We can also look at correlations between total casualties and fatality rate, to see if high rates of accident-related casualties overall might predict the likelihood of fatalities.
df1_fatal_share %>%
ggplot(aes(x = total_casualties,
y = fatality_rate)) +
geom_point() +
geom_text(label = df1_fatal_share$state) +
geom_smooth(method = "lm")
## `geom_smooth()` using formula = 'y ~ x'
print(cor(df1_fatal_share$total_casualties,
df1_fatal_share$fatality_rate))
## [1] -0.06721035
The lack of correlation shown here suggests it is not necessarily the states with the most overall casualties that have the highest rates of fatality, and vice versa.
##Dataset 3: Test Scores
Thanks to Waheeb Algabri for the data and analysis ideas! This is a sample of people and their age, gender, and test scores across three subjects.

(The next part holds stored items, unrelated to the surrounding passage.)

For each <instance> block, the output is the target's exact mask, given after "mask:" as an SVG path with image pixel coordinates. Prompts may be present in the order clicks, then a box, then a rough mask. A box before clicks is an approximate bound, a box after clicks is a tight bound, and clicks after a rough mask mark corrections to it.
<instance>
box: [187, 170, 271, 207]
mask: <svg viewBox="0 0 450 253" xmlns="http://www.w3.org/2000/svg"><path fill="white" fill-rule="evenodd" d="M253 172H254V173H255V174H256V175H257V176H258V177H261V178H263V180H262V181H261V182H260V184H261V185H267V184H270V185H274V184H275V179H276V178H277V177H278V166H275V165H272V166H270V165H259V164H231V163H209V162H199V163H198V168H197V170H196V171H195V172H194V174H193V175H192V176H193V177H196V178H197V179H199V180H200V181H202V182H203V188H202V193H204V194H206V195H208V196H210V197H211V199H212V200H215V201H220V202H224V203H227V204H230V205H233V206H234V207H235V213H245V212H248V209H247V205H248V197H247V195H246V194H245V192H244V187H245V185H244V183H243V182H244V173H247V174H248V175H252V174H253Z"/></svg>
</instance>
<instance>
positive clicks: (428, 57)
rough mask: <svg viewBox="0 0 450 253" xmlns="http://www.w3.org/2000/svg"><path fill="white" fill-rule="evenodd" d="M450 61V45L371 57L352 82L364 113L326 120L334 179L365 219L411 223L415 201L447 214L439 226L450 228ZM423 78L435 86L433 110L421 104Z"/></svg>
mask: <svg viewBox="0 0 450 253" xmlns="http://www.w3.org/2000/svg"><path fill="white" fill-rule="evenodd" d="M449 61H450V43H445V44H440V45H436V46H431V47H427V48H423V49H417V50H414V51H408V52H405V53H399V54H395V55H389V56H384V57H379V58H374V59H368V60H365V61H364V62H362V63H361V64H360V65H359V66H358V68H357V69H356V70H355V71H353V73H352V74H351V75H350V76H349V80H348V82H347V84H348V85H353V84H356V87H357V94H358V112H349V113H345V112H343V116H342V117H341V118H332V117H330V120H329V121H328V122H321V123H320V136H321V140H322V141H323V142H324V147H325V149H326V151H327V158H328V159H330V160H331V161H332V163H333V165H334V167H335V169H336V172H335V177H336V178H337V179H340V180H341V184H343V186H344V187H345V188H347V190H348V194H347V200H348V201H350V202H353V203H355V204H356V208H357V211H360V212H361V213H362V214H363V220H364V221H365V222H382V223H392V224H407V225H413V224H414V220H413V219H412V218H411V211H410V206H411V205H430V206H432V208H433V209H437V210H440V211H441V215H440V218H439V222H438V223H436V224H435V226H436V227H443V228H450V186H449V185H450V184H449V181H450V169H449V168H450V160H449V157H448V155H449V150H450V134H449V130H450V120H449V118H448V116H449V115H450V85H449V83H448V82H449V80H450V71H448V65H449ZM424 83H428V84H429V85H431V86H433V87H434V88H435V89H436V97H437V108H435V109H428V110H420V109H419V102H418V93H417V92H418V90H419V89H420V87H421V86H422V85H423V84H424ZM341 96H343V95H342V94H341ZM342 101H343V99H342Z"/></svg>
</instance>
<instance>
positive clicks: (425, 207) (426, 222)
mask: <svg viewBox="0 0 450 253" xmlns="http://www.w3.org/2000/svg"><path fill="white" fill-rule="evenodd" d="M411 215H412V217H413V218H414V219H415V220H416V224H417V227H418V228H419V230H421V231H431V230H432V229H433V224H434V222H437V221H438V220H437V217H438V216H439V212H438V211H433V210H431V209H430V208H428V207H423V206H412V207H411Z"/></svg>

df2 <- read.csv('./data/subject_scores.csv')
## Warning in read.table(file = file, header = header, sep = sep, quote = quote, :
## incomplete final line found by readTableHeader on './data/subject_scores.csv'
df2
## Name Age Gender Math1 Science2 English
## 1 Suzan 27 F 90 75 86
## 2 John 29 M 95 80 91
## 3 Alex 31 M 84 70 65
First I want to change the column names to remove unnecessary numbers.
colnames(df2)[4:5] <- c('Math', 'Science')
df2
## Name Age Gender Math Science English
## 1 Suzan 27 F 90 75 86
## 2 John 29 M 95 80 91
## 3 Alex 31 M 84 70 65
Next, I’ll pivot the data to be longer, since “Subject” can be its own column, while scores can be consolidated.
df2 <- df2 %>%
pivot_longer(cols = c('Math', 'Science', 'English'),
names_to = 'Subject',
values_to = 'Score')
df2
## # A tibble: 9 × 5
## Name Age Gender Subject Score
## <chr> <int> <chr> <chr> <int>
## 1 Suzan 27 F Math 90
## 2 Suzan 27 F Science 75
## 3 Suzan 27 F English 86
## 4 John 29 M Math 95
## 5 John 29 M Science 80
## 6 John 29 M English 91
## 7 Alex 31 M Math 84
## 8 Alex 31 M Science 70
## 9 Alex 31 M English 65
Now that the data is clean (and resembles the version Waheeb produced in his own discussion post), I can look at some summary statistics.
df2_avg <- df2 %>%
group_by(Subject) %>%
summarise(mean = mean(Score),
median = median(Score),
min = min(Score),
max = max(Score))
df2_avg
## # A tibble: 3 × 5
## Subject mean median min max
## <chr> <dbl> <int> <int> <int>
## 1 English 80.7 86 65 91
## 2 Math 89.7 90 84 95
## 3 Science 75 75 70 80
We can see that the highest scores came on the Math test, in terms of mean, median and maximum. We can also see that the lowest score on the English test, 65, may be an outlier that is dragging down the mean score for that subject.
Let’s now look at some correlations:
cor(df2[df2$Subject == 'English',]$Score,
df2[df2$Subject == 'Math',]$Score)
## [1] 0.9585454
cor(df2[df2$Subject == 'English',]$Score,
df2[df2$Subject == 'Science',]$Score)
## [1] 0.9422929
cor(df2[df2$Subject == 'Math',]$Score,
df2[df2$Subject == 'Science',]$Score)
## [1] 0.9986254
All of the correlations are extremely high–probably a function of the small number of values. However, the relationship between Math and Science appears to be the strongest of the 3 associations. In a real-world situation, this might not be terribly surprising given the overlap between these two ‘STEM’ subjects.